While institutions and ‘rules-in-use’ play important roles in constituting subjectivity, affects are the medium through which institutions are experienced, interpreted, and reworked. For this reason, analytical attention on institutions needs to be complemented with attention on affects, emotions, and subjectivity. Analytical attention on affects helps unravel conditions of subjectivity formation. As discussed in the paper, it helps us to appreciate that the conditions of subjectivity do not reside solely in an individual or in the environment but are part of the conditions that constitute both but cannot be reduced to either. By analyzing how affects circulate and subjectivity is produced, we may begin to find ways to nurture and expand our ‘response-ability’ and ‘becoming with’ the world that we share with many others.
 Peter Linebaugh (2010) observes Hardin’s ‘rational’ herdsman is likely to be a selfish or lonely herdsman. He says that in history, the commons have mostly been governed, and the greedy shepherd is likely to be punished by some community governance system.
 Hardin also admitted, in an article written in 1998 (p. 682), that ‘the weightiest mistake’ in the paper was the omission of the modifying adjective ‘unmanaged’.
 Instead of essentializing indigenous cultures, I am following scholars like Escobar and Ingold who emphasize how indigenous onto-epistemologies emerge from lived practices of dwelling in the environmental and making it home.
 Escobar’s idea of ‘Thinking and feeling with the Earth’ is based on Colombian sociologist Orlando Fals Borda (1984)’s use of sentipensar and sentipensamiento to elaborate the ‘art of living based on thinking with both heart and mind’. The notion of sentipensamiento was later popularized by the Uruguayan writer Eduardo Galeano as the ability found among the popular classes to act without separating mind and body, reason and emotion (Escobar, 2016).
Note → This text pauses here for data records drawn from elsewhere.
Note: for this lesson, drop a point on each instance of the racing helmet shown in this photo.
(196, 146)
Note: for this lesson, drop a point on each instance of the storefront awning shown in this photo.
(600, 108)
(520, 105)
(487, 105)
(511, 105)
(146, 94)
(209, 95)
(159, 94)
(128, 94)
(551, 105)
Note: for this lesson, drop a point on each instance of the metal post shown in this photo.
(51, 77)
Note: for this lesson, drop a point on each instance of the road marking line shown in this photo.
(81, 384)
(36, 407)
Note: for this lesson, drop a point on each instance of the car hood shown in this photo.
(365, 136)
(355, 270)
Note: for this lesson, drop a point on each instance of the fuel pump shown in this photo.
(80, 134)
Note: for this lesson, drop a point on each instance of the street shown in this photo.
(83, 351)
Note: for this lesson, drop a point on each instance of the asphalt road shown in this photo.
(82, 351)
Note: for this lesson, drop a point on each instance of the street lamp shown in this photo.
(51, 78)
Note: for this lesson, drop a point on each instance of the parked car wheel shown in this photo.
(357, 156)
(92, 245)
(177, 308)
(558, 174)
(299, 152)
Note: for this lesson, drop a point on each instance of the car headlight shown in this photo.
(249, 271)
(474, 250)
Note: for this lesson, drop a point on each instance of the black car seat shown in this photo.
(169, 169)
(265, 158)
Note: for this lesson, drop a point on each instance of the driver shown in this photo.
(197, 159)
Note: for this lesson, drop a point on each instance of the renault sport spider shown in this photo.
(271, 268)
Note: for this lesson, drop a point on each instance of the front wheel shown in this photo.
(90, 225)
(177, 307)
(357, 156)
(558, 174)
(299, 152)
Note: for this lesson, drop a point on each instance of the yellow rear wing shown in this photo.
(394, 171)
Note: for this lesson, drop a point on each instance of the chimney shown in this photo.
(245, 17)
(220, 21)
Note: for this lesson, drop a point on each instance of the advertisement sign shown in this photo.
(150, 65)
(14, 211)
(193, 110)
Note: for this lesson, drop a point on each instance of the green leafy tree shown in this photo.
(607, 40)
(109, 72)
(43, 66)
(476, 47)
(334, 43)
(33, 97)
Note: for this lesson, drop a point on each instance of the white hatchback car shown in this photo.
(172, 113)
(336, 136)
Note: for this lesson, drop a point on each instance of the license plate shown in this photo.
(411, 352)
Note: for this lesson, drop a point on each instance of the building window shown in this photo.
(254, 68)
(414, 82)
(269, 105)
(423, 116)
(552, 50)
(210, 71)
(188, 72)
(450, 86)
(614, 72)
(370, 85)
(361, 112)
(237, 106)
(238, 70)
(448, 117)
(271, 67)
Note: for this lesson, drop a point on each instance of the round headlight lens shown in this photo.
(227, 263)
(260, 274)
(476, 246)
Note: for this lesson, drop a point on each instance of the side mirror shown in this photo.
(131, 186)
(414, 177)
These ideas resonate with a Spinozian perspective of affects.
 Ixofijmogen, the Mapuche concept of ‘biodiversity’, resonates with the perspective of seeing the forest as kin or a parent amongst other indigenous peoples (de la Cadena, 2015a).
 India’s Recognition of Forest Rights Act (FRA), enacted in 2006, provides for recognition of community rights over forests. This law is yet to be fully implemented, and the community forestry initiatives in Odisha predate this law.
 For a good overview of emergence of institutions see McKay (2002).
 As I elaborate later, neuroscience and behavioral economics are also emphasizing this aspect; especially notable is the work of Antonio Damasio and Dan Ariely, among many others.